A esperança do homem numa vida mais humana, num futuro em que o mundo corres­ponda às exigências da vontade racional, indica que a actividade do homem é finalizada ou teleologicamente orientada, i. e., visa determinados fins. Sendo a natureza e a história os campos concretos dessa actividade em que o homem aponta para si mesmo um aperfeiçoa­mento moral, elas não podem ser a negação de toda e qualquer ideia de finalidade. Na natu­reza, quer reflictamos sobre a beleza natural quer sobre a organização dos seres vivos, po­demos contemplar indícios de finalidade. Ora na medida em que pensamos legitimamente — sem pretensões à objectividade científica — a natureza como se fosse finalizada, como se agisse segundo fins (sendo o fim supremo o homem como ser moral) temos razão sufici­ente para esperar que as acções humanas visando o reino dos fins (o reino da moralidade e do respeito absoluto pela pessoa humana — fim em si mesmo) têm alguma hipótese de se realizar neste mundo. Este "reino dos fins", esta comunidade autenticamente humana, é um projecto, uma tarefa histórica, um longo e tortuoso percurso. Em termos juridico-políticos tem o nome de "paz perpétua" entre os Estados e os homens sob a administração de uma "sociedade das nações", baseada no direito internacional e não na força. Não sendo a reali­zação perfeita da moralidade, porque o antagonismo regrado entre os homens não desapa­rece, o "Estado cosmopolita" representa um progresso moral do homem. A história da hu­manidade, apesar de todo o seu registo de crueldade e vilanias, autoriza-nos uma esperança nas tendências morais da espécie humana. Torna-se legítimo esperar que as relações entre os diversos Estados possam um dia ser regidas pela razão moral.
4. O QUE É O HOMEM?
O homem é um ser dominado pelo desejo de absoluto.

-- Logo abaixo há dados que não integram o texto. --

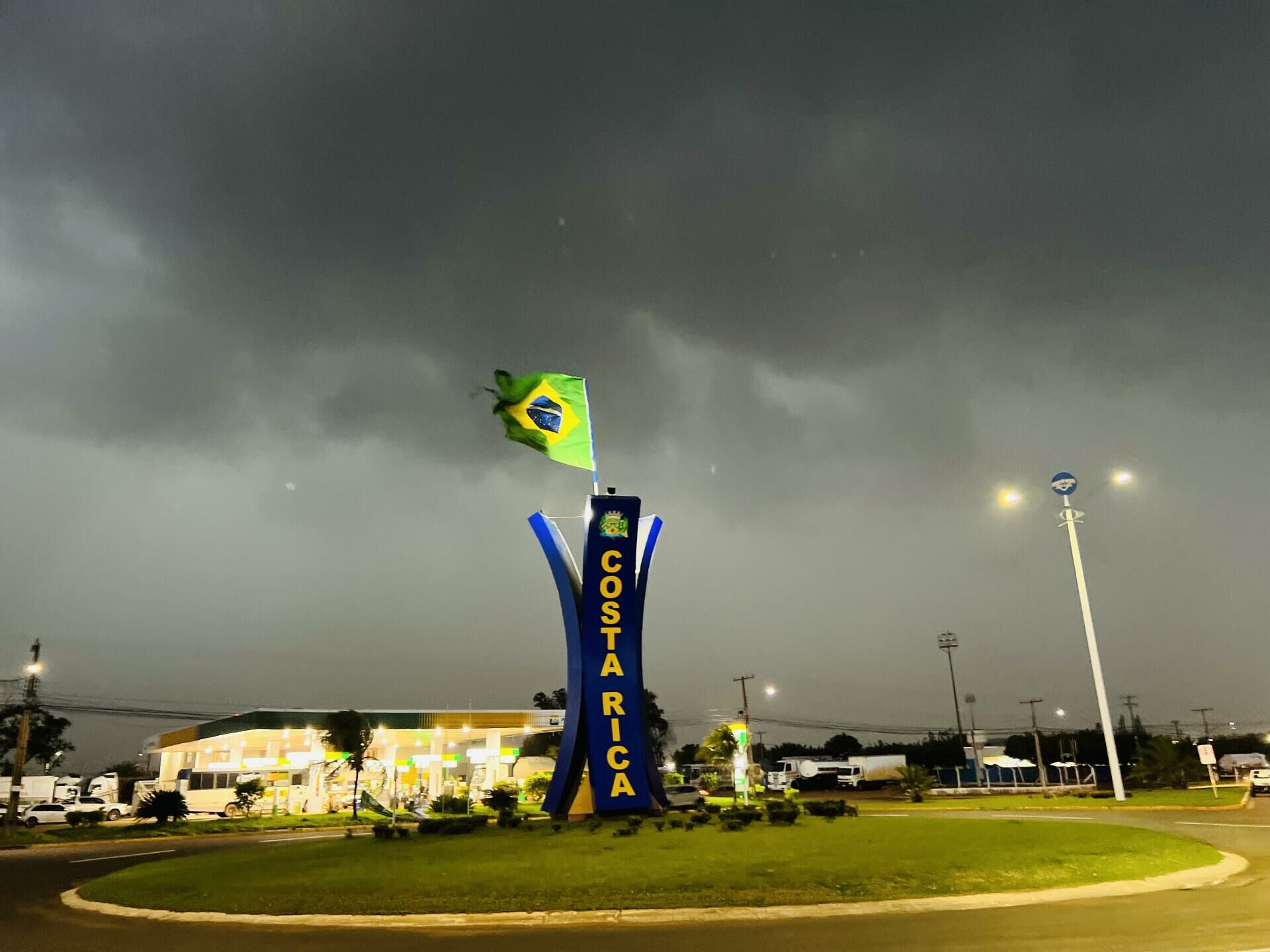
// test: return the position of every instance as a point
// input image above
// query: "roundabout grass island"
(534, 869)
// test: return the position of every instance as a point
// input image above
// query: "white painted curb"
(1228, 866)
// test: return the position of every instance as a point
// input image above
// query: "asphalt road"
(1230, 918)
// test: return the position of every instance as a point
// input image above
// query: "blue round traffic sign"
(1064, 484)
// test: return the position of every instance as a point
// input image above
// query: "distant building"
(414, 756)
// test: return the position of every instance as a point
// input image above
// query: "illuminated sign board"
(605, 729)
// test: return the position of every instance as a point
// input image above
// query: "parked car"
(111, 809)
(1259, 781)
(683, 796)
(40, 814)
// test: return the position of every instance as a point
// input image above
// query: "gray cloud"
(854, 262)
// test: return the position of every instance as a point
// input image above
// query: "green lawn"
(495, 870)
(1226, 796)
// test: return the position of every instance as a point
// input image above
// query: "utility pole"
(948, 641)
(1203, 713)
(1129, 702)
(19, 753)
(745, 714)
(1040, 761)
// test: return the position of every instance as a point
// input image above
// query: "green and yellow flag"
(549, 413)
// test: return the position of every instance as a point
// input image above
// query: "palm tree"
(915, 781)
(349, 731)
(718, 749)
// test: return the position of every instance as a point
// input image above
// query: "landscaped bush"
(450, 804)
(163, 807)
(780, 813)
(743, 815)
(536, 786)
(503, 796)
(831, 808)
(450, 825)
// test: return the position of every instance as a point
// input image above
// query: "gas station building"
(414, 754)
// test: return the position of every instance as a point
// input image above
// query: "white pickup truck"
(1259, 782)
(854, 772)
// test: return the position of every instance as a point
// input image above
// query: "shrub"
(503, 796)
(915, 781)
(536, 786)
(783, 815)
(450, 825)
(450, 804)
(163, 807)
(831, 809)
(247, 793)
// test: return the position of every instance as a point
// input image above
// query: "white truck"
(48, 789)
(821, 774)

No plano do conhecimento o absoluto para o qual o homem se encaminha é a causa úl­tima ou incondicionada de tudo; no plano moral o absoluto assume a figura da perfeição moral, do completo e total acordo entre a vontade do homem e a lei pura da sua razão; no plano político-histórico o absoluto é simbolizado pela "paz perpétua", forma de vida entre as nações conforme às exigências da razão e graças à qual se desenvolveriam todas as dis­posições ou potencialidades que fariam do homem um ser humano.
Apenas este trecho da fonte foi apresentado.